Les détenus s’amusent, les riverains râlent

Feu d’artifice, musique à fond… À Agen (Lot-et-Garonne), les habitants se plaignent de la maison d’arrêt surpeuplée et située en plein centre-ville.


Klervi Le Cozic Correspondante À Agen (lot-Et-Garonne)

Rouge, bleu,jaune, rose… Le petit feu d’artifice qui a embelli le ciel d’Agen (Lot-et-Garonne) dans la nuit du mercredi 4 au jeudi 5 juin n’a pas fait plaisir à tout le monde, et pour cause. Tiré devant la prison pour fêter l’anniversaire d’un détenu à minuit et au beau milieu d’un quartier résidentiel, en pleine semaine, le spectacle pyrotechnique a surtout contribué à gêner les habitants, déjà excédés par les nuisances à répétition dans les rues qui bordent la maison d’arrêt.

« On s’est réveillés en sursaut, on avait l’impression que c’étaient des coups de feu », raconte une habitante d’une rue adjacente. Depuis un an, elle a vu « la situation se dégrader : les détenus mettent leur sono aux fenêtres et envoient la musique à fond et ça peut durer plusieurs heures, parfois jusqu’à minuit », témoigne la sexagénaire, qui préfère rester anonyme.

Le 4 juin, le feu d’artifice n’a duré que quelques secondes, mais il a tiré aussi du sommeil Sherine, 25 ans, et son bébé. Pourtant, « habituellement, je n’entends les cris et la musique des détenus que quand j’ouvre la fenêtre », relate la jeune femme, dont la résidence jouxte la maison d’arrêt. Ce soir-là, elle a cru à une évasion. Ici, les nuisances sonores sont presque quotidiennes. « Trois ou quatre fois par semaine, en soirée, on entend des cris ou des gens qui tapent sur les barreaux », témoigne Mathias, un voisin étudiant.

Pourtant, « c’est moins pire qu’avant, relativise une habitante, depuis que des filets ont été installés au-dessus des promenades, pour éviter que les détenus ne puissent récupérer des objets lancés de l’extérieur.
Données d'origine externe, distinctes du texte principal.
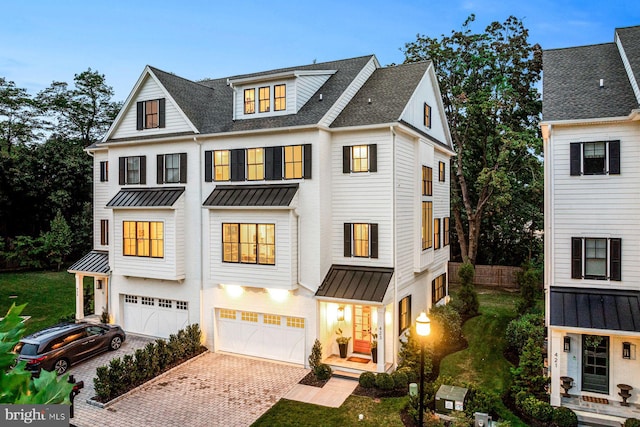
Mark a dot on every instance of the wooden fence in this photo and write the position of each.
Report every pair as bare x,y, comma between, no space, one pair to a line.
488,275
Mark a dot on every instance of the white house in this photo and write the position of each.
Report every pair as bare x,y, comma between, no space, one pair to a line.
275,208
591,133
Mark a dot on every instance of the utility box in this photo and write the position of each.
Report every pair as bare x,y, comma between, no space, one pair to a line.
450,398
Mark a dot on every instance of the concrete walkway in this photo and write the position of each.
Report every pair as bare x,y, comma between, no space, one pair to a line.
333,394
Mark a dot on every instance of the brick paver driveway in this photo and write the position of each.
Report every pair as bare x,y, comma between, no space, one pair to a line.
213,390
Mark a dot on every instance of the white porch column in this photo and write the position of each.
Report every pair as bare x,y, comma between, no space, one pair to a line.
79,297
382,344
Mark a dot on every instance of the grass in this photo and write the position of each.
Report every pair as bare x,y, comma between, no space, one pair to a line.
49,296
385,412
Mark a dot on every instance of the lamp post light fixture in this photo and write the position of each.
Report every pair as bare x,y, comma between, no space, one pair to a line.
423,329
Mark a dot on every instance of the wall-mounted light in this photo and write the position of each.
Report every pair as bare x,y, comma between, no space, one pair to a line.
626,350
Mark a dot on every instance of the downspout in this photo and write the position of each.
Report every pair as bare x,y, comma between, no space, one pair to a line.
395,243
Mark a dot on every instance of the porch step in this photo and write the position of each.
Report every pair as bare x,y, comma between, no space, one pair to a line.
589,419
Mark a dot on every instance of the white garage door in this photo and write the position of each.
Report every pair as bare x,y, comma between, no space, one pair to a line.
270,336
156,317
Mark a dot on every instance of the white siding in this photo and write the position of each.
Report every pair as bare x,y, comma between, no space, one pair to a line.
364,197
596,205
174,119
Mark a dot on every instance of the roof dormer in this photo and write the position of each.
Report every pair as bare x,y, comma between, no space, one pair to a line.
275,94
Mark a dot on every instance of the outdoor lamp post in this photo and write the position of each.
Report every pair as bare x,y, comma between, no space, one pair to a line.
423,328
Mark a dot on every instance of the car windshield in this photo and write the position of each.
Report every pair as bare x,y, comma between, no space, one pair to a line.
27,349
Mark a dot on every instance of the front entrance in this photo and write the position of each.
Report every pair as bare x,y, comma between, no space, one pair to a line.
595,363
361,329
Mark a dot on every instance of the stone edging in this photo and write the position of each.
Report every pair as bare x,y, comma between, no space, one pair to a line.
101,405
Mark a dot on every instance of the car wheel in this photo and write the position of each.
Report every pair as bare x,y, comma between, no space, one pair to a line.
61,366
116,343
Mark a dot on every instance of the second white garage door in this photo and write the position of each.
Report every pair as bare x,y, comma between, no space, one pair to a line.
270,336
156,317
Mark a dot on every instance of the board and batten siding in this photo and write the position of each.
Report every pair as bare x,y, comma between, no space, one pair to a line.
170,267
174,120
100,198
363,197
282,275
595,205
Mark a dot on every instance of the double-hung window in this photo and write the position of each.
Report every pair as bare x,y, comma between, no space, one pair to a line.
249,243
361,240
132,170
594,158
596,258
143,238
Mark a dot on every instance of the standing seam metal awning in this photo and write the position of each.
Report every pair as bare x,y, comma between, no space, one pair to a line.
146,197
595,308
356,283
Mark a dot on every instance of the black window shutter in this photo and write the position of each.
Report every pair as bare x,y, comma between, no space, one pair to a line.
208,166
122,170
140,116
373,158
161,112
373,240
183,168
237,164
614,157
346,159
306,173
574,158
615,266
160,169
347,239
143,169
576,258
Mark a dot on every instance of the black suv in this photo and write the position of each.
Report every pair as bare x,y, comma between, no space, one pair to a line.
58,347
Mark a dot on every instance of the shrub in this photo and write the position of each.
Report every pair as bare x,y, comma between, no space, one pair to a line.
565,417
400,380
469,304
446,325
367,380
315,358
521,329
384,381
322,372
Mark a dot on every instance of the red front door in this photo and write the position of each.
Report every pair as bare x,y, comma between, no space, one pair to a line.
362,329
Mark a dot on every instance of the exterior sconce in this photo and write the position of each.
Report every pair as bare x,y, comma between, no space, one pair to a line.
626,350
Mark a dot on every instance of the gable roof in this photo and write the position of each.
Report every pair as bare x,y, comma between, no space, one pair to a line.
209,104
389,90
571,79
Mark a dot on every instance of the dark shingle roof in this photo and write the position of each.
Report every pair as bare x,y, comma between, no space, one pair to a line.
571,83
252,195
146,197
389,90
356,283
93,262
595,308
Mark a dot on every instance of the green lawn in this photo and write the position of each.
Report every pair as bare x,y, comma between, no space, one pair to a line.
49,295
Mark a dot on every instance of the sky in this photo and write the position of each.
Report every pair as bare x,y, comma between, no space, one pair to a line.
42,41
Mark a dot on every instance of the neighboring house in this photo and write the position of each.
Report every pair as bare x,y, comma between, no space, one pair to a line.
591,133
274,208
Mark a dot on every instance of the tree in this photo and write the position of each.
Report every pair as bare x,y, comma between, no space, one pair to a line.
487,81
16,383
84,112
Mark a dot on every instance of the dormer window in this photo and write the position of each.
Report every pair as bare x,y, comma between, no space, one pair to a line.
264,99
151,114
249,101
280,97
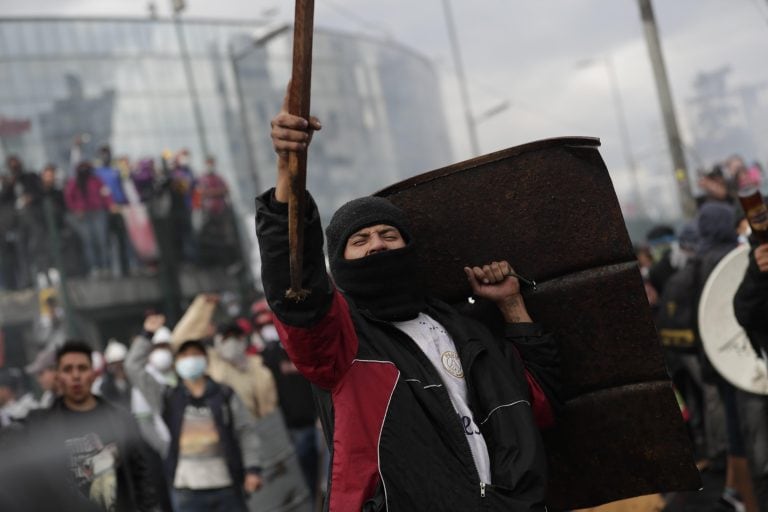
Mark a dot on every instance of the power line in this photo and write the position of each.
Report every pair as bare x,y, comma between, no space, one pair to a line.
363,22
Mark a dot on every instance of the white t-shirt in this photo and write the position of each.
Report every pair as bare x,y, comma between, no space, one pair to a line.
438,346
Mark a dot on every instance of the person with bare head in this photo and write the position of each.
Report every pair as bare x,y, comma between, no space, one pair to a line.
43,369
101,448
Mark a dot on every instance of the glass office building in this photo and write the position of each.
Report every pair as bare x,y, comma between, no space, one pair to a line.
123,82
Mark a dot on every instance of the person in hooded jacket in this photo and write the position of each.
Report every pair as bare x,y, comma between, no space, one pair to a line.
716,222
213,457
422,407
751,307
89,203
246,375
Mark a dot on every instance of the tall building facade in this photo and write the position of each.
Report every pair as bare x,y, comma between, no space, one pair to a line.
123,82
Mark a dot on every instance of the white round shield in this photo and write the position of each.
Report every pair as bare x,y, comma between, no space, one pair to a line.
725,342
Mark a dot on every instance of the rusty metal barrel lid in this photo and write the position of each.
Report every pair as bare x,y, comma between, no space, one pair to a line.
550,209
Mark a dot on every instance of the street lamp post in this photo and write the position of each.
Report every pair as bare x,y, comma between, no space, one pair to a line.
457,62
178,6
234,58
687,203
621,122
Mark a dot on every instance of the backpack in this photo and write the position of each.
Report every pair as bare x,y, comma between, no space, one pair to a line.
677,314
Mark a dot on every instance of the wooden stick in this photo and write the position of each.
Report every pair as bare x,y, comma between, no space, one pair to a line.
298,105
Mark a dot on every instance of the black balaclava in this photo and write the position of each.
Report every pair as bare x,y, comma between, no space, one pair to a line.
387,283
Ça criait pour indiquer où était le colis et certains se cachaient dans les jardins limitrophes à l’arrivée de la police. Ces filets ont enlevé une grosse partie des nuisances », ajoute la jeune femme.

150 % d’occupation

Sur les réseaux, la vidéo de la « fête d’anniversaire » a circulé, légendée avec ce commentaire : « T’as des gens, ils ont le droit d’arriver avec 20 kg de mortier devant la prison et de tout faire péter pendant dix minutes avec la musique à fond pour faire plaisir à leur pote qui est enfermé », s’emporte un instagrameur. « Pourquoi est-ce que la mairie ne prend pas les devants ? » interpelle ce quinquagénaire.

« On a mis des caméras de surveillance autour de la maison d’arrêt », rappelle-t-on à la mairie. « Les liens entre les équipes pénitentiaires et la police nationale ont été renforcés afin que des patrouilles circulent régulièrement aux abords de l’établissement », ajoute de son côté la maison d’arrêt, qui a porté plainte après le feu d’artifice. Pour Jean-Philippe Thomas, du syndicat Ufap-Unsa-Justice Agen, « les nuisances sont grandissantes du fait de la surpopulation carcérale ». Avec 150 % d’occupation actuellement, contre 126 % en mai, d’après les statistiques pénitentiaires, soit 184 détenus pour 146 places, « la population carcérale augmente, mais pas le personnel. On ne peut donc pas faire des prisons un monastère. »

Comme de nombreux établissements pénitentiaires construits au XIX e siècle, la prison d’Agen, mise en service en 1860, a été érigée en plein centre-ville. Certains riverains aimeraient la voir déplacée plus loin, même s’ils sont conscients que « personne n’a envie d’avoir une prison près de chez soi, que ça ne ferait que déplacer le problème ailleurs ».